Was at AI Infrastructure Field Day 3 (AIIFD3) last week in CA and Hammerspace presented. (videos here). Molly and Floyd talked about their solution and some of their recent MLCommon’s performance results but Kurt discussed the Open Flash Platform (OFP) Consortium, announced last July which they and partners have been working on..
OFP currently has 6 partners ranging from Hammerspace (storage software supplier), SK Hynix (NAND and SSDs) and Linux Foundation among others and includes end users (Las Alamos National Labs), computational storage (ScaleFlux) and AI solution providers (Xsight).
As I understand it, the OFP is pushing to become a standard adopted by the Open Compute Project (OCP).
OFP is an attempt to redefine NAS as we know it. Hammerspace has been on this journey for a long time with their software only solution but technology is now at a place where it’s time to tackle hardware changes to NAS that would enable even better performance and throughput for AI and other data intensive workloads.
Some of the technology changes driving the need for a different approach to NAS storage:
- NAND capacities are going through the roof, accessing all that capacity in an effective and performant way, requires a re-architecturing of the storage stack
- Compute is becoming more widespread and ubiquitous. Every thing seems to have more and more compute capability that it’s causing a rethink as to how to take advantage of all this ubiquitous compute to better address IT (and AI) performance needs
- AI bandwidth and performance requirements are extreme and are only becoming more so. .
- Power has become a limiting factor in many AI deployments.
Hammerspace has addressed much of this from a software perspective with their Linux standards efforts to implement Parallel File System and Flex Files in the Linux kernel and in NFS standards as NFSv4.2. PFS and FlexFiles allows Hammerspace to offer very high file bandwidth and data mobility that can’t be supplied any other way.
So it’s time to see what can be done in hardware to make this even better. Enter OFP.
OFP, NAS storage reborn

The idea is to come up with a new packaging of an NFS (v3) server that’s all storage with high amounts of networking and enough compute to serve the storage. Effectively they are putting a DPU (computational intensive networking card) with 1-800Gbps Ethernet connection in front of a train (or toboggan) of NVMe SSDs and calling this a sled.
Their first version using U.2 NVMe SSDs, offers 1PB of capacity with 800Gbps of networking in a 3.5″ X 1.75″ form factor. They would load a NFS v3 Linux based storage server in the DPU and have it run that along with the Networking stack (and more) on the DPU and have access to all this storage capacity in what essentially is a NFSv3 (relatively dumb storage) storage sled.

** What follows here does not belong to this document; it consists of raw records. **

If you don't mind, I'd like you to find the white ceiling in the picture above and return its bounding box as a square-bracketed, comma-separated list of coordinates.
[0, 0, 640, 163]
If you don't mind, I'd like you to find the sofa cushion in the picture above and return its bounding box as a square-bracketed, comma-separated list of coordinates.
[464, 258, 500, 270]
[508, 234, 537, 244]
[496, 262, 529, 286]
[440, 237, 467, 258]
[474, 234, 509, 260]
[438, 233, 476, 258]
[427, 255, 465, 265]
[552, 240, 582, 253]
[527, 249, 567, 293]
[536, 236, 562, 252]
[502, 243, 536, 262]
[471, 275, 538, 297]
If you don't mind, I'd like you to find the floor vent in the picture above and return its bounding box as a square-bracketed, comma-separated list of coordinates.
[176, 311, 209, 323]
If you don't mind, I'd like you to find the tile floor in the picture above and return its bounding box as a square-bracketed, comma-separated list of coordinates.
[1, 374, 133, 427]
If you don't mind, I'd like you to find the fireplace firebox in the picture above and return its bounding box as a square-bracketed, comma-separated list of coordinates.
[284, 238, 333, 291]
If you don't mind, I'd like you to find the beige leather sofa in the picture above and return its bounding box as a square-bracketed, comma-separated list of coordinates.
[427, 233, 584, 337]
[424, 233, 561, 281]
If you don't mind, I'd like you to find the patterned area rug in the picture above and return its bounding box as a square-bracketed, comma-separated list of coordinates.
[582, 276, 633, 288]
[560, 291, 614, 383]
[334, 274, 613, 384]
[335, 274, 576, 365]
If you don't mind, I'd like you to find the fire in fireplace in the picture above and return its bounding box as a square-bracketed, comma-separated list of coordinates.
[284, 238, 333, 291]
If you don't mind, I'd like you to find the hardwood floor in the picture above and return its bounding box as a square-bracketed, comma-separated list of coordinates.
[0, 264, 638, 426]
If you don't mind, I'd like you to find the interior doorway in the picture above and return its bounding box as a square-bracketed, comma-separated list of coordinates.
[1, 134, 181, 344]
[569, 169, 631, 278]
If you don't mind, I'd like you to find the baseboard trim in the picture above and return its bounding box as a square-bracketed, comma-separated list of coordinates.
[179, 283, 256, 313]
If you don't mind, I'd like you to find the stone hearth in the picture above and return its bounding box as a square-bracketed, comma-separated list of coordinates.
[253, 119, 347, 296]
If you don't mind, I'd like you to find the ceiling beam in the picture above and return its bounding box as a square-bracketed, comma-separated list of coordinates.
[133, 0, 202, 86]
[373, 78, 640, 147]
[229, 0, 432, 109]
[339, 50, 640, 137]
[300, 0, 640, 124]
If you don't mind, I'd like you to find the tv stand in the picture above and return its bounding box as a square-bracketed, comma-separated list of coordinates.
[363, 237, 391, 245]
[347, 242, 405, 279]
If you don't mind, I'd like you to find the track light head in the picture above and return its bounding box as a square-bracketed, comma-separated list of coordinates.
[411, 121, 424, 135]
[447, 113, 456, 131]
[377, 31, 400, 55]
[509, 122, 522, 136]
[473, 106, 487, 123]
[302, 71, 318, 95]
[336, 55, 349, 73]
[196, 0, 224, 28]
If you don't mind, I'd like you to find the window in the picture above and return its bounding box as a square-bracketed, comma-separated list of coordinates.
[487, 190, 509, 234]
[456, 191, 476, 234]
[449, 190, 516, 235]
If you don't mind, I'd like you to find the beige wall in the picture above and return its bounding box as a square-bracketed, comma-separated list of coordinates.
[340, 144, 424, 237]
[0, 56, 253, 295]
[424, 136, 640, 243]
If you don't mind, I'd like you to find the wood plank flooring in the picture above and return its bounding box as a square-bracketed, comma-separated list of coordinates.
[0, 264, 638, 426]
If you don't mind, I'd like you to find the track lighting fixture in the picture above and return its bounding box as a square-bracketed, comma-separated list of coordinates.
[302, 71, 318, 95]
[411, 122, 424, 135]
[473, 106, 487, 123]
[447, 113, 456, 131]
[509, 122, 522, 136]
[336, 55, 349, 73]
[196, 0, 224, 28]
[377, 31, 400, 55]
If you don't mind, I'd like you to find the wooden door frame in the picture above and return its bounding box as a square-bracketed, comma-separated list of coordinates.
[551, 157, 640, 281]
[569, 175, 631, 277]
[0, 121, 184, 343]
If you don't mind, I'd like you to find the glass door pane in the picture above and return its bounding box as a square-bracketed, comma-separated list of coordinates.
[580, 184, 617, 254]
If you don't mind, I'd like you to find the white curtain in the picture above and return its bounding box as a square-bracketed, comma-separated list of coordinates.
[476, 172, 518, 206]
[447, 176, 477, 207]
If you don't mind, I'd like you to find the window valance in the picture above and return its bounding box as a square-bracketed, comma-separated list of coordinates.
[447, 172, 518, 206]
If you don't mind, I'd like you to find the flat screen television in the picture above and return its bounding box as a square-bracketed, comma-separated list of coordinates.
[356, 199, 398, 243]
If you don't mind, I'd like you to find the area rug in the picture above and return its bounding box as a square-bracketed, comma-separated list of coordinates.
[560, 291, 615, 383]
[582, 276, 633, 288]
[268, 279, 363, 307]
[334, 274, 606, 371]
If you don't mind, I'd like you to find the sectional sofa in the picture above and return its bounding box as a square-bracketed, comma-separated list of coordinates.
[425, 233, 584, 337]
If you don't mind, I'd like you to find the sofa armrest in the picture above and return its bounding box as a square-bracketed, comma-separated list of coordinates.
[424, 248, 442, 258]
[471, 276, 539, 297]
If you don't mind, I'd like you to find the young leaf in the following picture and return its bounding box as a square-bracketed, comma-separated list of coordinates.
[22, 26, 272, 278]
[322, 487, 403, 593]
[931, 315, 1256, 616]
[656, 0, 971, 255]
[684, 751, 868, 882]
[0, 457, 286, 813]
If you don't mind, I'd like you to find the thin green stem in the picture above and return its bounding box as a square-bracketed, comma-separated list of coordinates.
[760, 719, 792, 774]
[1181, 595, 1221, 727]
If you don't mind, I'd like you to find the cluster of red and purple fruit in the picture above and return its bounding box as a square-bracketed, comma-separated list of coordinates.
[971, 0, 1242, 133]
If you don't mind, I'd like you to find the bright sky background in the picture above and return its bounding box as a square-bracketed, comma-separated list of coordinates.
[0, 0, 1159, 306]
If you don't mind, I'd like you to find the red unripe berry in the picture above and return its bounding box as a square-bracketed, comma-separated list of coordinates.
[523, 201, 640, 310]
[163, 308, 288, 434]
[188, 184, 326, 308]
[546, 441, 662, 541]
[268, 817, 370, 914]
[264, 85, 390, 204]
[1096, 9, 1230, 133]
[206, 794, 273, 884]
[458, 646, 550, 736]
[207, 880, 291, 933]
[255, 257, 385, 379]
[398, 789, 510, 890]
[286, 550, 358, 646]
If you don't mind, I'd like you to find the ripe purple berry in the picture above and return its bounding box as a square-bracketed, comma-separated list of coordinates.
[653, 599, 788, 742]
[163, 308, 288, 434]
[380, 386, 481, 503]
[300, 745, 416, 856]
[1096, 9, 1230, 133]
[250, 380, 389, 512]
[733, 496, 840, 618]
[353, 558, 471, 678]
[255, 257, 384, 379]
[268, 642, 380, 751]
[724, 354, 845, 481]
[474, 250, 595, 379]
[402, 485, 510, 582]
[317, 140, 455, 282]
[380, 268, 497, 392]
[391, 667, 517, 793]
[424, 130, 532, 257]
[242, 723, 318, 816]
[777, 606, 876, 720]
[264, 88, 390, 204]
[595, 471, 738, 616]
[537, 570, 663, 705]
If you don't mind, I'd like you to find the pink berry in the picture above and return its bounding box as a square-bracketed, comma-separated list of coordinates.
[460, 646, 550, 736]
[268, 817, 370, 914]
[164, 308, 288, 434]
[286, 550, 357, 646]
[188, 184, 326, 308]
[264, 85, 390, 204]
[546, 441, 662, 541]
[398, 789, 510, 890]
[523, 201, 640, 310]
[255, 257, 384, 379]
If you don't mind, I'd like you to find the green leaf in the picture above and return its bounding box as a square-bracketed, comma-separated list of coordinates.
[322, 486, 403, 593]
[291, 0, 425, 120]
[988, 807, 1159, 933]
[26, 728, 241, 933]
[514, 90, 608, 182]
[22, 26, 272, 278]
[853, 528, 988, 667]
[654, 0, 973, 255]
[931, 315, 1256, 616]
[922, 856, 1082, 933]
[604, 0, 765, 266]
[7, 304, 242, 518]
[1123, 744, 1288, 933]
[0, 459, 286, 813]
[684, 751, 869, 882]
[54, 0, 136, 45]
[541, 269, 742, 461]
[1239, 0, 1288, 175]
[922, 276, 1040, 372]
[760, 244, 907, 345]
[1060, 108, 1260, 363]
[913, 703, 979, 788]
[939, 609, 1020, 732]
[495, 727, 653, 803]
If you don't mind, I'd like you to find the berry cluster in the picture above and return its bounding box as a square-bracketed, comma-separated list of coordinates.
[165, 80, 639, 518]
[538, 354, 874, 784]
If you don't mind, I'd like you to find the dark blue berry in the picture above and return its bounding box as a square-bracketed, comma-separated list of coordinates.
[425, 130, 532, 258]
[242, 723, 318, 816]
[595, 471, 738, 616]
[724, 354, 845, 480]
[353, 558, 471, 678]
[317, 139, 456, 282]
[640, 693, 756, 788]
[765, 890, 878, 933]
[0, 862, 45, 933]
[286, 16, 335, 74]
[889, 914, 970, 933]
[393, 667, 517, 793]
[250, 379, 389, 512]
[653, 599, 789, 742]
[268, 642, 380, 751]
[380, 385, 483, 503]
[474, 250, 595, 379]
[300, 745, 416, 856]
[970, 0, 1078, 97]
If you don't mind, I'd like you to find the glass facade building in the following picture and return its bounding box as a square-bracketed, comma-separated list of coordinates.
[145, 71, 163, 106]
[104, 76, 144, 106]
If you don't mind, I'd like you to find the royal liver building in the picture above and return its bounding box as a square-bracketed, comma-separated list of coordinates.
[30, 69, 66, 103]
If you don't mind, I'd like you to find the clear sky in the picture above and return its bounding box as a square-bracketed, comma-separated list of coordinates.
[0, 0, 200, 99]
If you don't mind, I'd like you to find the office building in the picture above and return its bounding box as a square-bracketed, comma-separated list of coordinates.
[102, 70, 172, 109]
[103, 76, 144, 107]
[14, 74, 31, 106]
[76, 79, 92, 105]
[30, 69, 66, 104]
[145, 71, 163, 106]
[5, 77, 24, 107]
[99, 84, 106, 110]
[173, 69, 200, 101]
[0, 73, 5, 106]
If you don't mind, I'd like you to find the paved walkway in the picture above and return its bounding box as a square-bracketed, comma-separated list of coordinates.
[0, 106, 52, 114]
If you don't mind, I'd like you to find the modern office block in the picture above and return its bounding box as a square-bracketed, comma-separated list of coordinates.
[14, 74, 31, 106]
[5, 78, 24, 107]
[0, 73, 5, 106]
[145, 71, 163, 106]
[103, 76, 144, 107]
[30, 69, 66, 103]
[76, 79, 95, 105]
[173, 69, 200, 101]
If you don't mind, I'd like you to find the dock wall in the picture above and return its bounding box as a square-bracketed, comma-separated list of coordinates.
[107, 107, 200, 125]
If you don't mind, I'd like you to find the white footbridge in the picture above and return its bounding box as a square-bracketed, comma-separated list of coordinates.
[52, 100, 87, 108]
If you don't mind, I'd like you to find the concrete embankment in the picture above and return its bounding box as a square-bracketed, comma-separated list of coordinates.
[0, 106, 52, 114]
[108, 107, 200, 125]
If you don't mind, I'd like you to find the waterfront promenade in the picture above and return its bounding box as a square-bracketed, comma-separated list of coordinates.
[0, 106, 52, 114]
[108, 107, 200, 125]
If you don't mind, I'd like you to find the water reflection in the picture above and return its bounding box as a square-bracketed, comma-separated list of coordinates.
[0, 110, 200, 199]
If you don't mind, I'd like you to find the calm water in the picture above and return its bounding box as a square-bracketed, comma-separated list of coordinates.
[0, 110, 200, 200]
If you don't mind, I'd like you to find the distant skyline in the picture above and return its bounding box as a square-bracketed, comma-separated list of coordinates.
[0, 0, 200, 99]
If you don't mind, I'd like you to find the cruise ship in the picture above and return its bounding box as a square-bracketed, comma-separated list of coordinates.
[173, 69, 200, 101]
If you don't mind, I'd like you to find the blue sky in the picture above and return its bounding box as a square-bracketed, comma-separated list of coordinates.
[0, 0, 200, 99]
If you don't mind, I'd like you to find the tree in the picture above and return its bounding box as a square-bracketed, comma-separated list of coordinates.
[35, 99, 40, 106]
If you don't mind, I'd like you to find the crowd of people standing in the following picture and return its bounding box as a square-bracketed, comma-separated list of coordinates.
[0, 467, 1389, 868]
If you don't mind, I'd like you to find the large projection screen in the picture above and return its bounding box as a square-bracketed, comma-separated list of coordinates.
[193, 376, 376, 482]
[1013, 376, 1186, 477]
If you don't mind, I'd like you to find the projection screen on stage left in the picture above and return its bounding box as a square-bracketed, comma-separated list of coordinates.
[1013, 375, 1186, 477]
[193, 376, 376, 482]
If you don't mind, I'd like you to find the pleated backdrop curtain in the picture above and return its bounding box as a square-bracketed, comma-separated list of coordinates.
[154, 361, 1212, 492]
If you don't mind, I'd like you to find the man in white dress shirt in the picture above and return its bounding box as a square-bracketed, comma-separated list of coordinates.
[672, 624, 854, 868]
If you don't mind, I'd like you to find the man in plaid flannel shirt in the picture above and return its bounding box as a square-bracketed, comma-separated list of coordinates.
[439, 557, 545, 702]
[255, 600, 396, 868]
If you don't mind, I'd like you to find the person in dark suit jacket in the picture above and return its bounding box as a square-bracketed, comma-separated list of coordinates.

Package 6 of these together with a couple of power supplies and now you have 6PB raw capacity in 1RU, with 4.8Tbps of bandwidth, consuming .6 kW of power (presumably this is power consumption at idle).
You will no doubt note that the sled, as configured above, does not allow for hot (or even cold) drive replacement. So when drives fail, the NFSv3 code would need to recover from them and take them out of service. So that over time the sled could still be used even though some SSDs have failed.

In the future, moving from U.2 SSDs to E2(E) NVMe SSDs in the storage sled quadruples the capacity while staying in the same power envelope and supplying the same bandwidth. Again the SSDs are not intended to be (hot or cold) swappable, so drive failure would need to be handled by software. With E2(E) SSDs in a sled and 6 of these in a 1RU, one would have 24PB of storage capacity.
Presumably, OFP Sleds could be hot swappable when enough SSDs in a sled fails.
And of course QLC capacities are not standing still so another doubling of these capacities could easily be possible within the next couple of years (imagine 48PB in a single RU, boggles the mind).
The NAS software one runs in the OFP SLED could be any NFSv3 server software but Hammerspace has their own, called DSX. And when you combine DSX servers with lots of capacity and lots of networking bandwidth, Hammerspace’s NFSv4.2 PFS and FlexFiles can really fly.
And with the power and space efficiency as well as extreme bandwidth available, it could be a winning formula for the AI environments, in contrast to scale-out NAS which is the current alternative.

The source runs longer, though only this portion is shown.